因果論、量子力学、自由意志など、お互いの意見を交わし合う。
ここで感じたのは、やはりよく言われるように、小林秀雄が相当ベルクソンの影響を受けているのではないか、というものであった。
本書では、小林秀雄本人がベルクソンの考えに依拠しながら自由意志について語る。
ミクロの世界では非決定論の世界が存在している。2022年現在も未解決である。むしろ時間が逆戻りすることも確認されているくらいである。
それでも小林秀雄は、偶然と必然という言葉が先に存在していることの不思議さを加味しながら自由について確率で表し得ない可能性について語る。
その次からは次元の違う話が展開され、夜の集中力では追いきれず断念した。
加えて、このように、言葉の絶対性について深く考えた池田晶子が小林秀雄を愛した理由がなんとなく分かってきた。
二人の考え方はだいぶかけ離れているように感じた。
お互い理解はし合っているものの、トピックがそもそも難しいので、それぞれがそれぞれの持論を説明していかないと話が進んでいかない。

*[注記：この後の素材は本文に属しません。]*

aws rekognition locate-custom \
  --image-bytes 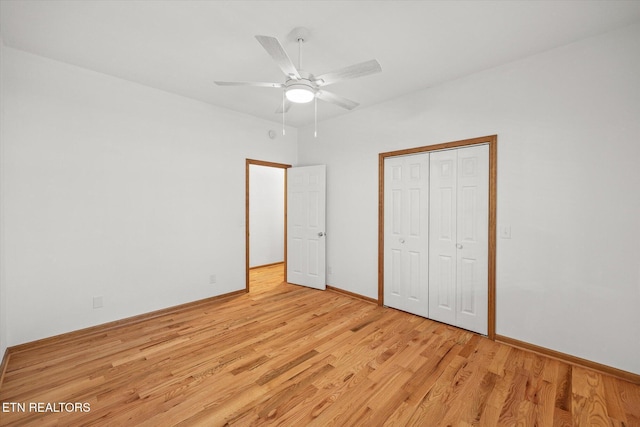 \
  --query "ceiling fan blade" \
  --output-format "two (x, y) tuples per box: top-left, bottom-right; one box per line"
(316, 90), (360, 110)
(214, 81), (284, 87)
(276, 99), (292, 114)
(256, 36), (300, 80)
(315, 59), (382, 86)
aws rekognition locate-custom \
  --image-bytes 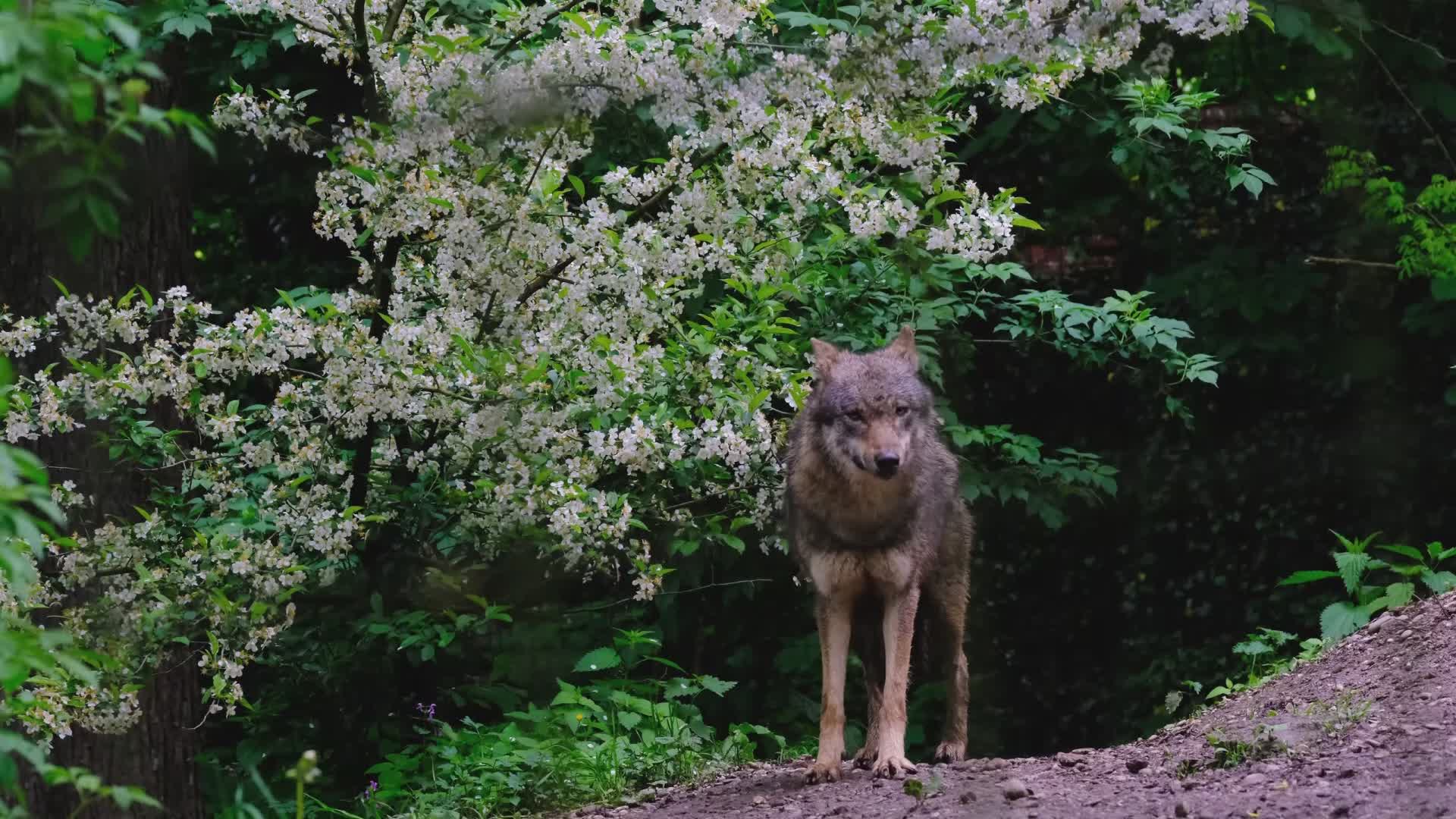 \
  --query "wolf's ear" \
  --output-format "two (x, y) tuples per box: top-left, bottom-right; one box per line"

人は見たいものしか見ないとよくいうが、物理学者は物理の世界を、形而上学者は形而上的なものばかり見たがるのではないかとも感じた。
幅広く、人文と科学の領域をまたがる万能人が現代にほぼいないと思われるのは、それぞれの専門があまりにも深く行き過ぎてしまって大きな溝が存在しているからだと感じた。
このまま加速すればもはや専門家同士のコミュニケーションが不可能になるのではないか。
そうなると権威ある側の意見が重視されかねない。
政治的な危機を少しだけ感じた。